Özdoğan (2000) ise, oyunun duyu organlarının, sinir ve kasların birlikte işleyerek zihinsel düzeyde oluştuğunu, oyunda yaşanmışlıkların tekrarlandığını, çevrede olup bitenlerin taklit edildiğini, yeni olayların keşfedildiğini, kurulan oyundaki bulunulan zamanı ve yeri kendisinin sınırladığını, çocuğun iç dünyasını gerçek dünyayla örtüştürmesine yardım sağladığını ve bu sayede çocuğun gelişim aşamalarının düzenli bir şekilde sürdürdüğünü belirtmektedir. Headfield, oyunu; belirli kurallar çerçevesinde hedeflenen davranışı edinmede eğlenceli bir yol ‟ olarak, Danesi ise oyunları; öğrencilerin iletişime geçerek problemleri çözümleme çalışması‟ olarak ifade etmektedir. (Akt: Engin, Seven ve Turhan, 2004). Piaget de oyun; gerçek yaşamdaki uyaranları içselleştirerek kavrama yoludur. Çocuk özgürlüğü oyunla kazanır. (Marsell, 2009; Akt. Hanbaba L., Bektaş M. 2012).
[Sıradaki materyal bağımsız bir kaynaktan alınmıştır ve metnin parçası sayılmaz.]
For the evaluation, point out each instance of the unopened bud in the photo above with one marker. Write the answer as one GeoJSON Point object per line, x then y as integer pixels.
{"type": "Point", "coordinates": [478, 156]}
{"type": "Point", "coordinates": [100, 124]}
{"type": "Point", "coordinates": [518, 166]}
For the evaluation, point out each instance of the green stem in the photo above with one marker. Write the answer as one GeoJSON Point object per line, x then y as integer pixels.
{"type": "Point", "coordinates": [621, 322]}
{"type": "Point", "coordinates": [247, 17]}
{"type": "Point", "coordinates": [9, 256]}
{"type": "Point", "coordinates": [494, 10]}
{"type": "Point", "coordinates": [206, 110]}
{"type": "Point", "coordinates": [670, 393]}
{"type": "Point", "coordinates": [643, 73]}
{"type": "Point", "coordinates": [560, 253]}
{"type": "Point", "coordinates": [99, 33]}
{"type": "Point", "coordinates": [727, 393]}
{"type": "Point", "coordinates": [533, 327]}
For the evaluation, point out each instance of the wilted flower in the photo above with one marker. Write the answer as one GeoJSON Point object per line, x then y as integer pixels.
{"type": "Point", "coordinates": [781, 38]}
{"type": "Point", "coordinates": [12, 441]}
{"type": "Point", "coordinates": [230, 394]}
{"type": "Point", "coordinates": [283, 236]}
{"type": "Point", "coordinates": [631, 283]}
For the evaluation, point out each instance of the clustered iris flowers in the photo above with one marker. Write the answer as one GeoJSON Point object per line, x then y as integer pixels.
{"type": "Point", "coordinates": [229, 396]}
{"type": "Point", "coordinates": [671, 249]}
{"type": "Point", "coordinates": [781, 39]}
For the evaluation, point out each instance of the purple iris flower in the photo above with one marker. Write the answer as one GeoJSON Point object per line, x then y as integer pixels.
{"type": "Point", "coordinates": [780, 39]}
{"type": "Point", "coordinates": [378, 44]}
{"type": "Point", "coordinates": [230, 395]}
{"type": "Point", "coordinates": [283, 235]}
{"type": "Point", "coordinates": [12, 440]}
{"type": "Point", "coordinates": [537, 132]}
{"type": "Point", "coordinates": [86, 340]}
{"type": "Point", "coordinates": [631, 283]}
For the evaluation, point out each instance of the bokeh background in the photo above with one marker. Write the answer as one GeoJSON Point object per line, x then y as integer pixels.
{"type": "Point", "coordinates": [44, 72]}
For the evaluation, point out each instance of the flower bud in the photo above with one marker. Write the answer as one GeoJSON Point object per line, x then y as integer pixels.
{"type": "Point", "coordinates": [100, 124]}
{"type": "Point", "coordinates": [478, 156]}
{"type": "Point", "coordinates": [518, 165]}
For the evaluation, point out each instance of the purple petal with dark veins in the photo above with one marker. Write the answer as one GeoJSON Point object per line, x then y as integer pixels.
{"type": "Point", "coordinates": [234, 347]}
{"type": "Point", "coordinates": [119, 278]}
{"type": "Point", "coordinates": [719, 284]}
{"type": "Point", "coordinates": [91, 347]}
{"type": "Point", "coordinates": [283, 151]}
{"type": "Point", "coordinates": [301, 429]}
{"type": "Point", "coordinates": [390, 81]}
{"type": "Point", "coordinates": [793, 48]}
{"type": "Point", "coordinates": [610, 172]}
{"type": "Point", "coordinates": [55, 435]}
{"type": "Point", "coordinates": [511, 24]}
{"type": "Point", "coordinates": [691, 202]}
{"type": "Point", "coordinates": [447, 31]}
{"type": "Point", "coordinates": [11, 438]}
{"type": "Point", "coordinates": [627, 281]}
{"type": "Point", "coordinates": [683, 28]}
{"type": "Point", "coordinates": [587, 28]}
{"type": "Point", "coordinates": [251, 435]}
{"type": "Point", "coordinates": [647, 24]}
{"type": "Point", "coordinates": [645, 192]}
Günümüzde çocuk oyun ve dramatizasyon ile tüm dersleri öğrenebilir. Oyun sayesinde deneyim kazanmakta, çözüm üretmekte, stratejik düşünerek sonuca ulaşmaktadır. Bu sayede oyun ile çocuklara istenen bilgi, beceri ve davranışların kazanımı sağlanabilir (MEB, 2006). Çocuğun öğrenmesinde en etkili yöntem oyundur. Yaratıcı drama derslerinin de temelinde oyun yer almaktadır. Çocuk kendi belirlediği oyun kurallarıyla oynarken mutlu olmayı, yanlışını görmeyi ve yaptığı yanlışın sonuçlarına katlanarak yanlışını tekrar etmemeyi öğrenir (Erdal ve Erdal, 2003).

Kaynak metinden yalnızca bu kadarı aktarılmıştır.